鏡から下に視線をそらし、洗面台のへりに両腕をついて、排水口の中の深い闇をじっと見つめる。


あの子に恋をしていた時期は、嬉しくてたまらなかった。だけど、フラれて冷静になった今ならわかる。


結局、独りよがりだったんだ。彼女への恋心は一方通行だってことはわかってたけど、それは不思議と気にならなくて、だからぐいぐい前のめりに進めてこれてた。

それは、他人にちゃんと興味を持てたことが、嬉しかったってだけだ。もっと他人と、誰かと関わり合いたい、その気持ちが上滑りして、恋だなんだと勝手に盛り上がっていただけなんだ。


排水口の奥の闇で、たまった水がきらきらと反射しているのが見える。
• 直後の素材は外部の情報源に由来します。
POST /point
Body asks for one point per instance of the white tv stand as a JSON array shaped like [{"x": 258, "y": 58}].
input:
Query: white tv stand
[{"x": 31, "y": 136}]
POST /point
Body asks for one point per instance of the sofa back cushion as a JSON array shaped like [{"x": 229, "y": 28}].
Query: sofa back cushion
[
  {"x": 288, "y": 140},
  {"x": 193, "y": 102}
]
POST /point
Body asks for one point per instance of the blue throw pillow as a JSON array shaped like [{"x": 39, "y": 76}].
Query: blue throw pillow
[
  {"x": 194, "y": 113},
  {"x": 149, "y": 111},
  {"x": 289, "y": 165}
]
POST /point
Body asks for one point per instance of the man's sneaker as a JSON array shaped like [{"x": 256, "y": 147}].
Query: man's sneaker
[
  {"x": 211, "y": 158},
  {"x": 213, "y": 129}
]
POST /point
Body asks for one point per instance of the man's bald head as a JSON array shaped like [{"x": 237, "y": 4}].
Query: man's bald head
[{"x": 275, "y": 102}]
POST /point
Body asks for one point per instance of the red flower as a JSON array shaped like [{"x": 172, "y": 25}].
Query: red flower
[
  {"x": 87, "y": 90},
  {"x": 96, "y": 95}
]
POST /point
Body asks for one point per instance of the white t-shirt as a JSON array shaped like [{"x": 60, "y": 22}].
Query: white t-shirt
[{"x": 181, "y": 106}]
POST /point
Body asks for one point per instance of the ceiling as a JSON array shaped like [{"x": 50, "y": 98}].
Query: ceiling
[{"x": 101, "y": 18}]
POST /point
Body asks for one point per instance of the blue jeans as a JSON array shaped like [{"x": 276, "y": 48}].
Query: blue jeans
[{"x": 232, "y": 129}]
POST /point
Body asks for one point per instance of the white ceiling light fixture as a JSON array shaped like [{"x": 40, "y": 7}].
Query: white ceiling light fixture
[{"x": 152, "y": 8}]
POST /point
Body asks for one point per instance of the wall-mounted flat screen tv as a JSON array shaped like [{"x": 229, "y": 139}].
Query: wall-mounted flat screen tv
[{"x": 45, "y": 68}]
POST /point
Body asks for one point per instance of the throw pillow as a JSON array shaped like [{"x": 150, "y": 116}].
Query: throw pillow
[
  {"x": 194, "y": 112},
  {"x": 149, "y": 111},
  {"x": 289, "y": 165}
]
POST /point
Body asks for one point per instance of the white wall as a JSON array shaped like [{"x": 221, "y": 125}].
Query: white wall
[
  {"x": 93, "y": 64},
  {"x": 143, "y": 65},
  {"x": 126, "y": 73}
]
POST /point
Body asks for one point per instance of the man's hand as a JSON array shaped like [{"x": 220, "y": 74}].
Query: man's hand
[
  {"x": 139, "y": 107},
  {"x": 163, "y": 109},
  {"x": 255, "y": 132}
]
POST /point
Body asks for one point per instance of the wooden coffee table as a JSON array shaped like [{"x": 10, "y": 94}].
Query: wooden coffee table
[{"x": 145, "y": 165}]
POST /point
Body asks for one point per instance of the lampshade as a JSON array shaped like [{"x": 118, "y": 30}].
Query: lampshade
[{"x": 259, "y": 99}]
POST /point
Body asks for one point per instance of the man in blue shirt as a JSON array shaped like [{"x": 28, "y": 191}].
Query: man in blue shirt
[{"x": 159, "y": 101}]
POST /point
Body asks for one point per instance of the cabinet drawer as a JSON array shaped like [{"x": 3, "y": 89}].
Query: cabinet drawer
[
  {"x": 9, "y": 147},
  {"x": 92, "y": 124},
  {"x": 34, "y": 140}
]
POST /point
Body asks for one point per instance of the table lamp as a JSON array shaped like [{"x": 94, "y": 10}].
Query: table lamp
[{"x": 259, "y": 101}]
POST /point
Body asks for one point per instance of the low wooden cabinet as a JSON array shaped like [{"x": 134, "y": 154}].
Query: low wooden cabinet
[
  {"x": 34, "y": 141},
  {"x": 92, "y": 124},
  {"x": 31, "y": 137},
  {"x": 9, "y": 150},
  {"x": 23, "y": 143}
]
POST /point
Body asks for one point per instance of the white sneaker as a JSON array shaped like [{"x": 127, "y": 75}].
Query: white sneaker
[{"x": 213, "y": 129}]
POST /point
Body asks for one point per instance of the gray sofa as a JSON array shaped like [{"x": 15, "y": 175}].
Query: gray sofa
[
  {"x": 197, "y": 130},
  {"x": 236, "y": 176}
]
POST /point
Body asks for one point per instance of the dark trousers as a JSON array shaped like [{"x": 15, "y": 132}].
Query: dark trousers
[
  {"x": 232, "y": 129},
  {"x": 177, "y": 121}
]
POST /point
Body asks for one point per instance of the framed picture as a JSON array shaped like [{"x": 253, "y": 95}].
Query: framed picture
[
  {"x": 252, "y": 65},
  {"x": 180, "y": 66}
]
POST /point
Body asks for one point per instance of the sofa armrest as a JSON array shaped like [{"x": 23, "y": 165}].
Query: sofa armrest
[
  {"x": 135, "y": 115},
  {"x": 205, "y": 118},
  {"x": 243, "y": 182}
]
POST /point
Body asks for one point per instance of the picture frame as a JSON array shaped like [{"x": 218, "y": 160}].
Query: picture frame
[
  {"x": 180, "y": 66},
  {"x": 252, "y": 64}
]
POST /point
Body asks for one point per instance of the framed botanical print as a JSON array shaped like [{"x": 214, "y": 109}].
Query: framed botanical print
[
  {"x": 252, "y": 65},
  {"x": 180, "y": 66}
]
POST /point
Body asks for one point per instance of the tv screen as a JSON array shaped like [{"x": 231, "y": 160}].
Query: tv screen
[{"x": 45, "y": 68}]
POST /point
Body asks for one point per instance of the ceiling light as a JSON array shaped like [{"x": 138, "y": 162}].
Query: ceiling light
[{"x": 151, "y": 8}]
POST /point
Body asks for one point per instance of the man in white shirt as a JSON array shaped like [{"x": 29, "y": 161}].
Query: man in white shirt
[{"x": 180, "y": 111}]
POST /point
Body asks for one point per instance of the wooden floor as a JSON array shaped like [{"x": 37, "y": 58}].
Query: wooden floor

見つめるうちに、ざわざわと不快な感情が這い上がってくる。


俺は、その感情を押し殺すために、お決まりのセリフを吐く。


「まあ、レディがいてくれるから……」


今までと変わらず、彼女がいればとりあえず平気だ。言葉を返してくれなくても、俺の話を聞いてくれる存在として、いてくれるだけでいい。


20年間、ずっと繰り返してきたレディとの対話は、俺には既に、なくてはならないものになっていたのだ。


「これからも頼むよ、レディ――」


顔を上げながら言いかけて、俺は気づいた。


さっきまで抱いて眠っていたはずのレディは、どこだ?


はっとして、洗面台の電灯をつけっぱなしたまま、踵を返してどすどすと部屋を横切る。ベッドの上は、俺が眠っていたかたちに敷布団が乱れているほか、何もなかった。


そこにいたはずの、レディの姿がなかった。


寝ている間に落っことしたのかと思い、膝をついてベッドの下を覗き込む。部屋の向こうからうっすらとここまで届いている洗面台の明かりを頼りに、目をこらす。綿ぼこりの影がちらちらと見えるだけだ。


落としたわけじゃないってことか? ってことは、なんか酔っぱらったまま例えばトイレとか行って、そこに置いてきた、とかか?


若干、焦りながら考えを巡らす。別に、レディを部屋のどこかに無意識に移動させていたことは、今までも全くなかったわけではない。狭い部屋だし、赤くて目立つぬいぐるみは、たいていはすぐに見つかった。


俺はとりあえずトイレを見てみようと、覗き込んだ姿勢からベッドの高さに顔を上げて――


ベッドの上に、レディを見つけた。ふっくらふわふわした2本の足で、ベッドの上に立っていた。直立していた。


「どうも、はじめまして」


見つけたと同時に、年端のいかない、異様に若い、それこそ幼女のような声で、挨拶が聞こえた。レディが、右腕を、ひょいと掲げた。


彼女の黒く光る目に、状況を飲み込めない俺の、驚愕の表情が映っていた。